Mas não é só isso que importa. A região sentiu na pele o resultado da polarização política, e seus moradores creditam isso, em parte, ao discurso agressivo do presidente. No sábado retrasado, Pittsburgh foi palco de uma chacina, quando um atirador matou 11 pessoas em uma sinagoga. A tragédia ajudou a pavimentar o discurso de que não são apenas os empregos que importam na hora de votar.
— Foi muito mais fácil para mim agora conseguir estágio do que para a minha irmã mais velha. Mas prefiro não ter emprego a ser assediada. Não poderia votar em um partido que ajudou a acobertar assediadores — afirmou a estudante June Carthy, de 21 anos. — Vejo que muitas mulheres que optaram por Trump agora estão engajadas pelos democratas.
Distritos redesenhados
A posição de Carthy explica porque o democrata Conor Lamb está na dianteira do rival republicano Keith Rothfus na disputa pela vaga de deputado federal pelo 17º distrito da Pensilvânia, que abrange o Norte de Pittsburgh e condados vizinhos. Nas pesquisas, o democrata tem 12 pontos de vantagem sobre o republicano.
Os dois já estão no Congresso e portanto concorrem à reeleição, mas como neste ano os distritos eleitorais foram redesenhados, agora disputarão a mesma vaga. Em 2016, Rothfus venceu no então 12º distrito eleitoral do estado, onde Trump também foi vitorioso. Já Lamb foi eleito no começo do ano para um mandato tampão pelo antigo 18º distrito, que foi fundido com o de Rothfus.

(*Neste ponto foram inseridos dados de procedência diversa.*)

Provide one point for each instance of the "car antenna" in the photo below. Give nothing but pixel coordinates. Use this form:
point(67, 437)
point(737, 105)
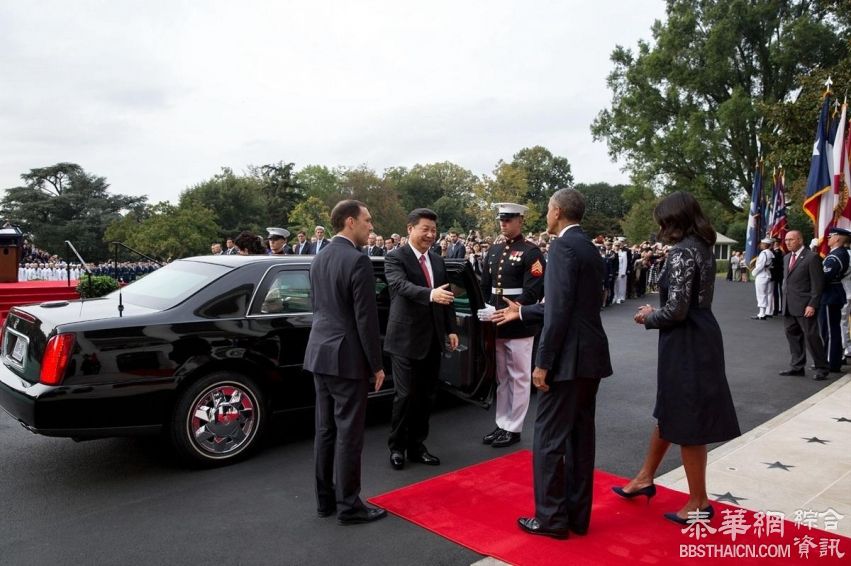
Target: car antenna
point(118, 280)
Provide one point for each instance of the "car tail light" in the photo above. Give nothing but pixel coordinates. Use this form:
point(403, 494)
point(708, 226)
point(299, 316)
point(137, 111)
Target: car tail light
point(55, 359)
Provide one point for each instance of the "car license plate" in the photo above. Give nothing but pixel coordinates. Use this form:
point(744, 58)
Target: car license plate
point(18, 350)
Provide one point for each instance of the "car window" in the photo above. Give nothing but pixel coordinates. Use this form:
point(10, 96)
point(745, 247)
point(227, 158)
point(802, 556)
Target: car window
point(171, 285)
point(288, 293)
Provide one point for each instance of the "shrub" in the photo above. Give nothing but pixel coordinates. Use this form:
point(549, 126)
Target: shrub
point(100, 285)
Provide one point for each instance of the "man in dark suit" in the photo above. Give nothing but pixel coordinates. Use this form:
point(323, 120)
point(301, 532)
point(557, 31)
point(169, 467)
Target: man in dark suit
point(803, 280)
point(420, 320)
point(456, 249)
point(573, 355)
point(301, 246)
point(343, 352)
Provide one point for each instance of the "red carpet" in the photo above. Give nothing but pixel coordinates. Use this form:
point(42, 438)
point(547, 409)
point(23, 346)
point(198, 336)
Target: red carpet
point(478, 507)
point(26, 292)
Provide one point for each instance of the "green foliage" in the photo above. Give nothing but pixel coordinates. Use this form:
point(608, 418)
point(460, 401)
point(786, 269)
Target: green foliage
point(638, 224)
point(237, 202)
point(688, 110)
point(605, 208)
point(175, 231)
point(96, 286)
point(545, 173)
point(63, 202)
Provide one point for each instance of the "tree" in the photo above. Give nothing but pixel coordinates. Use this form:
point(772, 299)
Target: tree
point(444, 187)
point(175, 231)
point(605, 208)
point(321, 182)
point(63, 202)
point(236, 201)
point(280, 191)
point(378, 195)
point(689, 110)
point(545, 174)
point(309, 213)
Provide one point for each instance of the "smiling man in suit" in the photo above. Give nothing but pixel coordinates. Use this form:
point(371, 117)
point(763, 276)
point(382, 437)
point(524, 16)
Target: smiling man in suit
point(803, 281)
point(343, 352)
point(421, 319)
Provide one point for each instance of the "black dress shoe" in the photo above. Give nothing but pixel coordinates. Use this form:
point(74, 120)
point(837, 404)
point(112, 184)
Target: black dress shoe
point(424, 458)
point(397, 460)
point(506, 439)
point(365, 515)
point(532, 526)
point(491, 436)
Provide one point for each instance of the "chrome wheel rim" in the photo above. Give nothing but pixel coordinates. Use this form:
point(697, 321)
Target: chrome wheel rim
point(223, 420)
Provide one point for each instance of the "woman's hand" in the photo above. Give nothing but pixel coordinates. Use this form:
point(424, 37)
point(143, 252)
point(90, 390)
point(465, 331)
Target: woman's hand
point(642, 313)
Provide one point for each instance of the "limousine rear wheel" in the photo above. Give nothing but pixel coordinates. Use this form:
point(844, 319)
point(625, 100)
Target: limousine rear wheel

No estado, esse redesenho ajudou os democratas, que também são beneficiados por um número recorde de mulheres concorrendo a diversos cargos, dando vantagem ao partido na mobilização feminina impulsionada pelo Me Too, o movimento contra o assédio sexual.
A retórica divisiva de Trump — pela qual muitos também responsabilizam o envio de pacotes-bomba a lideranças democratas por um eleitor republicano radicalizado, no mês passado — e a mobilização das mulheres no campo democrata tendem a fazer a diferença mesmo com a bonança econômica.
Como estas eleições legislativas se tornaram um referendo sobre Trump, os candidatos do seu partido podem ser punidos, contaminados pela alta rejeição ao presidente na região. Resta saber o que falará mais alto, o medo ou o bolso:
— As eleições no Cinturão da Ferrugem serão muito importantes, particularmente nos subúrbios das regiões metropolitanas, que em 2016 foram com Trump. Agora estão divididos — disse ao GLOBO Clifford Young, do instituto de pesquisas Ipsos. — Há uma tendência de mais votos em democratas, mas depende muito do comparecimento dos eleitores de minorias, mulheres e jovens. Se mais pessoas forem votar, melhor para a oposição a Trump.